The medics who examined him on the battlefield thought him unlikely to survive, but he not only lived, he made a better recovery than anyone expected. He was left with a paralyzed right arm and hand. He became an advocate for the disabled and played a pivotal role in the passage of the American’s with Disabilities Act in 1990.

Dole laid out his plans to go into politics while recuperating from his wounds at a veterans’ hospital in Battle Creek, Mich. He told the future U.S. Sen. Daniel Inouye, D-Hawaii, another young soldier recovering from wounds in the same hospital, that he planned to run for local office and then for the first Congressional seat that opened up. And he did. After serving three terms in the U.S. House, Dole was elected to the U.S. Senate in 1968 and represented Kansas until his failed 1996 presidential bid.

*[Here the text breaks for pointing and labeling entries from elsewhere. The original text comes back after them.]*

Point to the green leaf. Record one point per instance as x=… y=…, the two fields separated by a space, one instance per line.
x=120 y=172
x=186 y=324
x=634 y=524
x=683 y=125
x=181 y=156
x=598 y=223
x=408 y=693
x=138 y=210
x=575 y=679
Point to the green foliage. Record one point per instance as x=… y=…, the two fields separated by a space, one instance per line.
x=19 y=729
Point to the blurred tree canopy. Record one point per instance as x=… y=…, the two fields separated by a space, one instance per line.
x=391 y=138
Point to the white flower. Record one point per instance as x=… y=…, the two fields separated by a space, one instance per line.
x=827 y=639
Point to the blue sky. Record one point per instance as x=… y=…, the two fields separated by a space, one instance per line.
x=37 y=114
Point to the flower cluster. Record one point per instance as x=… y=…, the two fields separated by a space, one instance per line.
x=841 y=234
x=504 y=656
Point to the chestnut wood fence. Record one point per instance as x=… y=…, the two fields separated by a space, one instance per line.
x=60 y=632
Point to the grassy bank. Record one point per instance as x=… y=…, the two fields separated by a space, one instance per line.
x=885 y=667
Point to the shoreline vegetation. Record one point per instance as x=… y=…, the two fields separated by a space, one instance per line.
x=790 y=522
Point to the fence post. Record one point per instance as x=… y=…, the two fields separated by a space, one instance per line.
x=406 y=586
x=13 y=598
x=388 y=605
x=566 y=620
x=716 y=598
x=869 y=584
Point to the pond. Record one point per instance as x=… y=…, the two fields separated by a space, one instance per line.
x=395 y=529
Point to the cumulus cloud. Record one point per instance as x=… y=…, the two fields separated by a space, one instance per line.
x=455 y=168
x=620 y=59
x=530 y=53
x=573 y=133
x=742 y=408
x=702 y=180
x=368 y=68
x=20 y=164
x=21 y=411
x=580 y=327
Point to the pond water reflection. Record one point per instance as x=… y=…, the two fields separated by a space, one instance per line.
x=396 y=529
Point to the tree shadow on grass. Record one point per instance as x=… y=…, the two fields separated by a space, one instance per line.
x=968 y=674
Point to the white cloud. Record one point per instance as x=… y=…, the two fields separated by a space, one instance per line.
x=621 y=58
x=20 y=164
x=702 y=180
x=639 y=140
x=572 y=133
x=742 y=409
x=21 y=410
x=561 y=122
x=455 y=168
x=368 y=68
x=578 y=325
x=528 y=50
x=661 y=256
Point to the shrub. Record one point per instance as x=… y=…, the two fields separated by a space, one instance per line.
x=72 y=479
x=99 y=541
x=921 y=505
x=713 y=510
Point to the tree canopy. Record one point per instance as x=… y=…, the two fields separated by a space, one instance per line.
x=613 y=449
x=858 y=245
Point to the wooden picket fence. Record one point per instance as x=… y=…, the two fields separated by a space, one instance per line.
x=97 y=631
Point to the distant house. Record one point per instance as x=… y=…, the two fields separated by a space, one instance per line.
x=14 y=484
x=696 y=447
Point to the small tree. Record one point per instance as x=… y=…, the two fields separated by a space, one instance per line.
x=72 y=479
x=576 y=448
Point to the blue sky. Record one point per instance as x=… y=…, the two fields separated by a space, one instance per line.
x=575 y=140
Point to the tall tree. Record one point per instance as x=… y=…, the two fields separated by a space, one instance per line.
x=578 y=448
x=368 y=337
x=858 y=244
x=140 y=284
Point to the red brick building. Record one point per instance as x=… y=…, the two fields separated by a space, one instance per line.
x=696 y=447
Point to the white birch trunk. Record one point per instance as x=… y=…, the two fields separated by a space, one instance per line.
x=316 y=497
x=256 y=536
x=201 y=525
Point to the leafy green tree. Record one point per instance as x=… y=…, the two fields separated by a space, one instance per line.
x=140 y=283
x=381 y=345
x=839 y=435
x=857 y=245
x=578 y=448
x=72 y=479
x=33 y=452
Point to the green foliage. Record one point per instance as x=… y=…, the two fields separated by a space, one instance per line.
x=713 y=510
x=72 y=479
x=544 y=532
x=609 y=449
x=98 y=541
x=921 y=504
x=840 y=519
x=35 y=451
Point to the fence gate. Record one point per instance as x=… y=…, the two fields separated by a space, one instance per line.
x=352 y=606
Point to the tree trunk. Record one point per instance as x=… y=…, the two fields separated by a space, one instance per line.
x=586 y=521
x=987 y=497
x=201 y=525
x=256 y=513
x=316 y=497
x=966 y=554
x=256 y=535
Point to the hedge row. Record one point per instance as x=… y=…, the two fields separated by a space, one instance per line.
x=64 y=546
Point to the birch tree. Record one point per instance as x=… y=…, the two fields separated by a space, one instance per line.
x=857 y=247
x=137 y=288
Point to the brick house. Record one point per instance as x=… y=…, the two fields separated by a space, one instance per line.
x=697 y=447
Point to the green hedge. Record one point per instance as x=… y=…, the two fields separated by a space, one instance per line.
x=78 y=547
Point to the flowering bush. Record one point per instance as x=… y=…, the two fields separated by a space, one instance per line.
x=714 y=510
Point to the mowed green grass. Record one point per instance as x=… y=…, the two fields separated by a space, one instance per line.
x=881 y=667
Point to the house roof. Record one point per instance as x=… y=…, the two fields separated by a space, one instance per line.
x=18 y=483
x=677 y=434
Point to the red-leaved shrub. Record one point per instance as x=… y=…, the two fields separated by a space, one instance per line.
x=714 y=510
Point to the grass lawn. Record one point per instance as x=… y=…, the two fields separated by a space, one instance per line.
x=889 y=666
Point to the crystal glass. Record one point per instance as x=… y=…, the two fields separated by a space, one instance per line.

Though legislation creating National Men’s Health Week won’t likely top his list of achievements, it may be one of the most impactful laws he championed.

Hundreds of states and municipalities recognize Men’s Health Month as a way of focusing awareness on the issues related to men’s health. Every man who has a better health outcome thanks to that awareness and every family that benefits, as a result, will be part of Sen. Bob Dole’s legacy.